This vignette reproduces the weather example described in Puchhammer, Wilms and Filzmoser (2025). The original data is from Geosphere Austria (2022) and included in this package.
library(ssMRCD)
library(ggplot2)
library(dplyr)
#>
#> Attaching package: 'dplyr'
#> The following objects are masked from 'package:stats':
#>
#> filter, lag
#> The following objects are masked from 'package:base':
#>
#> intersect, setdiff, setequal, unionThe original data from GeoSphere Austria (2022) is pre-cleaned and
saved in the data frame object weatherAUT2021. Additional
information can be found on the helping page.
# load the data
data("weatherAUT2021")
# inspect the data
head(weatherAUT2021)
#> p s vv t rsum rel name lon lat alt
#> 1 941.35 154.5 2.15 6.15 49.5 77.5 AIGEN/ENNSTAL 14.13833 47.53278 641
#> 2 945.80 172.5 2.95 6.25 39.5 76.0 ALLENTSTEIG 15.36694 48.69083 599
#> 3 985.50 152.0 2.55 8.20 46.5 78.0 AMSTETTEN 14.89500 48.10889 266
#> 4 893.20 123.5 1.85 5.10 66.0 74.5 BAD GASTEIN 13.13333 47.11055 1092
#> 5 984.50 176.0 1.50 8.45 40.5 75.0 BAD GLEICHENBERG 15.90361 46.87222 269
#> 6 992.05 188.5 2.20 8.95 60.5 77.0 BAD RADKERSBURG 15.99333 46.69222 207
# select variables, station names and number of observations
data = weatherAUT2021 %>% select(p:rel)
stations = weatherAUT2021$name
n = dim(data)[1]The predefined groups are based in the underlying geographical landscape consisting of Alpine mountains, hills and flatter areas in Austria.

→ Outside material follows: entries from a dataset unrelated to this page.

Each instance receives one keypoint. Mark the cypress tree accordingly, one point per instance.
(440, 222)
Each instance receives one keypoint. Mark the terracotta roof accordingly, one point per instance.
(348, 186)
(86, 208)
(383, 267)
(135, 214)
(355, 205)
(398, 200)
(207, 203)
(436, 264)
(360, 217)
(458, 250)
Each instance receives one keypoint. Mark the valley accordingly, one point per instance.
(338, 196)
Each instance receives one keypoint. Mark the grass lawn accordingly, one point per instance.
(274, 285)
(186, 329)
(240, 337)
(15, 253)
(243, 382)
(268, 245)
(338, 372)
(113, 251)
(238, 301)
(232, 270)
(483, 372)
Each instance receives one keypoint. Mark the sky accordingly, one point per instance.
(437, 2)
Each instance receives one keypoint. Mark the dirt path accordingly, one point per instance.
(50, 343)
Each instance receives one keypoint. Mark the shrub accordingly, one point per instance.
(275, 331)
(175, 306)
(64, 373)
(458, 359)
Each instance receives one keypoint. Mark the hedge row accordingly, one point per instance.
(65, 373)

# build 5 groups of observations based on spatial proximity and geography
cut_lon = c(min(weatherAUT2021$lon)-0.2, 12, 16, max(weatherAUT2021$lon) + 0.2)
cut_lat = c(min(weatherAUT2021$lat)-0.2, 48, max(weatherAUT2021$lat) + 0.2)
groups = ssMRCD::groups_gridbased(weatherAUT2021$lon,
weatherAUT2021$lat,
cut_lon,
cut_lat)
N = length(unique(groups))
table(groups)
#> groups
#> 1 2 3 4 5
#> 31 80 35 16 21# calculate MG-GMM
model = cellMGGMM(X = data, groups = groups,
nsteps = 100, alpha = 0.5,
maxcond = 100)
#> Iteration finished due to computational inaccuracies (increase of objective function in last step of size: 0.000119383117635152). Check convergence plot.# mixture probabilities
cat("Pi (in %):\n")
#> Pi (in %):
round(model$pi_groups*100, 2)
#> 1 2 3 4 5
#> 1 100.00 0.00 0.00 0.00 0.00
#> 2 24.97 71.95 0.00 3.08 0.00
#> 3 0.00 0.00 94.02 5.98 0.00
#> 4 12.48 0.00 5.83 64.57 17.11
#> 5 0.00 0.00 9.01 15.35 75.64# percentage of outliers
cat("% Outliers per group and variable:\n")
#> % Outliers per group and variable:
round(sapply(1:N, function(x) colMeans(1-model$W[groups == x, ]))*100, 2)
#> [,1] [,2] [,3] [,4] [,5]
#> p 6.45 3.75 2.86 0.00 0.00
#> s 0.00 2.50 0.00 0.00 0.00
#> vv 6.45 12.50 8.57 6.25 9.52
#> t 6.45 3.75 0.00 0.00 4.76
#> rsum 0.00 0.00 2.86 0.00 4.76
#> rel 0.00 2.50 0.00 6.25 4.76GeoSphere Austria (2022): https://data.hub.geosphere.at.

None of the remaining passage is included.